A fast, recursive checksum tool which in opposite to sfv
, sha256sum
, etc.
is designed for large input directories, typically the whole /
of a full
Linux system.
It is intended as a data-hoarder's insurance against filesystem bugs and broken hardware.
It produces human-readable output which can be diffed using e.g. kdiff3
.
It also adds file dates to the listing to ease the diffing and aid people who
want to carfeully preserve their file timestamps.
There are multiple implementations available here in different programming languages:
- Java
- Python
- Bash
The Java implementation is the most recent one, the Python implementation the
second most recent one.
The Java implementation has the most features, the other ones are not maintained
anymore.
They are preserved for testing the Java implementation against it.
This is currently not automated by the unit tests!
Travis CI tests the Java implementation against the Python one though.
The tool was developed on Ubuntu and should easily work on any other Debian-based distribution.
# Install runtime dependencies.
apt install default-jre
apt install libcommons-codec-java libcommons-io-java libcommons-lang-java
apt install libjcommander-java
# Install dependencies for compiling from source.
# You don't need to install the recommendations / suggestions of gradle.
# TODO: I have not tested if the other packages work without recommendations.
apt install git gnupg default-jdk gradle junit4
# Download the source code.
git clone https://github.com/leo-bogert/checkpoint.git
cd checkpoint
# Optionally if you want to use a stable version of the Java implementation which has
# been tested with a 200 GB filesystem check out the latest tag which indicates that:
git tag --list
git checkout tested-against-last-tag-2020-08-08
# Download the key which the source code is signed with.
gpg --recv-key '1517 3ECB BC72 0C9E F420 5805 B26B E43E 4B5E AD69'
# If you already have the key you should refresh it before each git pull to ensure
# GnuPG notices if it has been revoked:
gpg --refresh-keys
# Verify the GnuPG signature of the latest commit.
# If this fails the code has been tampered with!
git verify-commit HEAD
# Compile.
gradle --no-daemon clean jar test
# To run it you can now use the following.
# TODO: Provide a wrapper script so "java -jar" is not necessary.
# (JARs are *not* executable without a wrapper on Ubuntu, it would try to run
# their contents as if they were a shell script, which causes random things to
# happen!)
java -jar build/libs/checkpoint.jar ARGUMENTS_FOR_CHECKPOINT...
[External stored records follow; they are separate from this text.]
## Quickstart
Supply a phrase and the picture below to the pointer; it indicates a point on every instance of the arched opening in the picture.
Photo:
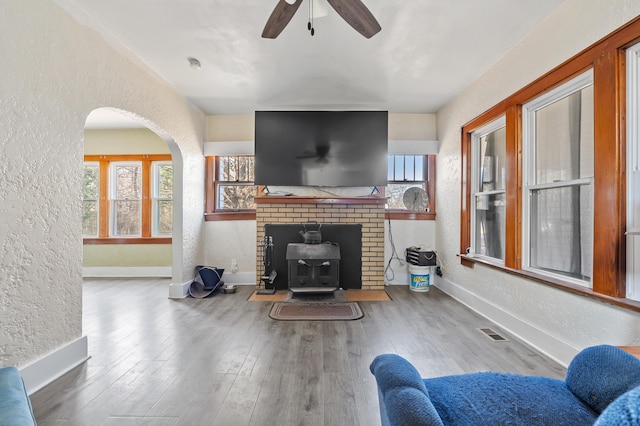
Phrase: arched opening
(128, 221)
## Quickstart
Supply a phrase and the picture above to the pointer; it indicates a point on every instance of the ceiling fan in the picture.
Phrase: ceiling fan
(354, 12)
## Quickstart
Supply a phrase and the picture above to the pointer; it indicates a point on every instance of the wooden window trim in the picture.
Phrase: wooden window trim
(607, 58)
(147, 200)
(210, 213)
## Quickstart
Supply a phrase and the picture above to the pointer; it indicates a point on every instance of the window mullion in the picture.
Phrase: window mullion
(146, 197)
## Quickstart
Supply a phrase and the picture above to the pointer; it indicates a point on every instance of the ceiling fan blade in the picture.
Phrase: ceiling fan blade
(279, 18)
(357, 15)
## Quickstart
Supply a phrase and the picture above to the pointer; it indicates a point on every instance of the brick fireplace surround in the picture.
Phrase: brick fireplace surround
(368, 211)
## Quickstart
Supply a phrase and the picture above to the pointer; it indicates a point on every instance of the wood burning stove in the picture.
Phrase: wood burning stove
(313, 268)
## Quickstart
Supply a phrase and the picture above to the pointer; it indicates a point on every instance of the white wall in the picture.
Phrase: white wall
(54, 72)
(557, 322)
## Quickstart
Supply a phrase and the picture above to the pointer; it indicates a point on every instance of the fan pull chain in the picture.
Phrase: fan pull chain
(310, 24)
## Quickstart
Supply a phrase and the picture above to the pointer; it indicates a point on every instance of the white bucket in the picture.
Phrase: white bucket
(420, 278)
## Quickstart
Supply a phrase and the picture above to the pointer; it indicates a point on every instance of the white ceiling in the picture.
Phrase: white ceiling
(427, 52)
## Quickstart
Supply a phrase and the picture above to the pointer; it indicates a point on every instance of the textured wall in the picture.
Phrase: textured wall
(575, 320)
(54, 73)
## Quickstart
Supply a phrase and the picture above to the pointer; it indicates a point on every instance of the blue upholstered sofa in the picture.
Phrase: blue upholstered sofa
(15, 406)
(602, 387)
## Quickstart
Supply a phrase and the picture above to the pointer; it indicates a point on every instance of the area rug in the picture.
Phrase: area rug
(316, 311)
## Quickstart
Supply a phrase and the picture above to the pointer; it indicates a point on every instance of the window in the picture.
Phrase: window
(558, 181)
(162, 206)
(230, 188)
(488, 153)
(90, 199)
(407, 171)
(234, 183)
(567, 173)
(127, 199)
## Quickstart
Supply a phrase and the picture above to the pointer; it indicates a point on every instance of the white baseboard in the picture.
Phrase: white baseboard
(52, 366)
(127, 272)
(240, 278)
(549, 345)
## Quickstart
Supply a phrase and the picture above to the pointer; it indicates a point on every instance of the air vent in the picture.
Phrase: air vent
(493, 335)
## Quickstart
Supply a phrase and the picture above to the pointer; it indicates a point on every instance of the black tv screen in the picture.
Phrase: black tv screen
(321, 148)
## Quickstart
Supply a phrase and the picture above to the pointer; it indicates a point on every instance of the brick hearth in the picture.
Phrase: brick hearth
(368, 211)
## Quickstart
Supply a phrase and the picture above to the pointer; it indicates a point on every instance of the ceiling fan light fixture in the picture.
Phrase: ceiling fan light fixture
(194, 63)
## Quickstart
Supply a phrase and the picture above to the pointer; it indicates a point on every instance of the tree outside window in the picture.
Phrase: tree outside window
(162, 198)
(404, 172)
(234, 183)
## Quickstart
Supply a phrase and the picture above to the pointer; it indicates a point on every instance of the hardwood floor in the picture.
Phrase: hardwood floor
(223, 361)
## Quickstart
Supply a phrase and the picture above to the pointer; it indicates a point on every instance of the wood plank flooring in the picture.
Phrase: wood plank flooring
(223, 361)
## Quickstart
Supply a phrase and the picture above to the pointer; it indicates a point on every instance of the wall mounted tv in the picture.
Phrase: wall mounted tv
(321, 148)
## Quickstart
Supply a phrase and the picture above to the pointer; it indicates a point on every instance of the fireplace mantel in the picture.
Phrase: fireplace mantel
(301, 199)
(367, 211)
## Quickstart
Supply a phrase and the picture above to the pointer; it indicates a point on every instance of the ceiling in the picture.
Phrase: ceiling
(427, 52)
Download the source code as described in the section for installing the Java implementation.
Then:
# Install runtime dependencies.
apt install python python-psutil
# To run it you can now use the following:
cd checkpoint
src/main/python/checkpoint.py
WARNING: The Java, Python and Bash implementations each have a completely different syntax of their shell command!
The first thing you should do is check if your Java version supports reading all file timestamps on your particular filesystem:
# Notice that anything after the "checkpoint.jar" are arguments to checkpoint,
# not to Java.
java -jar build/libs/checkpoint.jar check-fs-features /
For any further usage instructions run checkpoint without arguments to get an
overview of its syntax.
This works for all implementations.
Please take notice of the following features which are lacking in the Java implementation and compensate for their lack as described.
-
Reducing kernel I/O and process priority when creating a checkpoint. To not slow your system down a lot run checkpoint like this:
ionice -c 3 nice -n 10 java -jar build/libs/checkpoint.jar create INPUT OUTPUT
-
Abort and resume. Use the Python version if you really need that. Be aware that it is slower by many hundred percent as compared to the Java one!
In some instances creating a checkpoint can take a whole day with Python and just 15 minutes with Java.
-
You can use and relicense this however you want to. This may be limited by the licenses of the libraries it uses, see
build.gradle
. -
No warranty whatsoever is provided for any damage caused by this. Use at your own risk!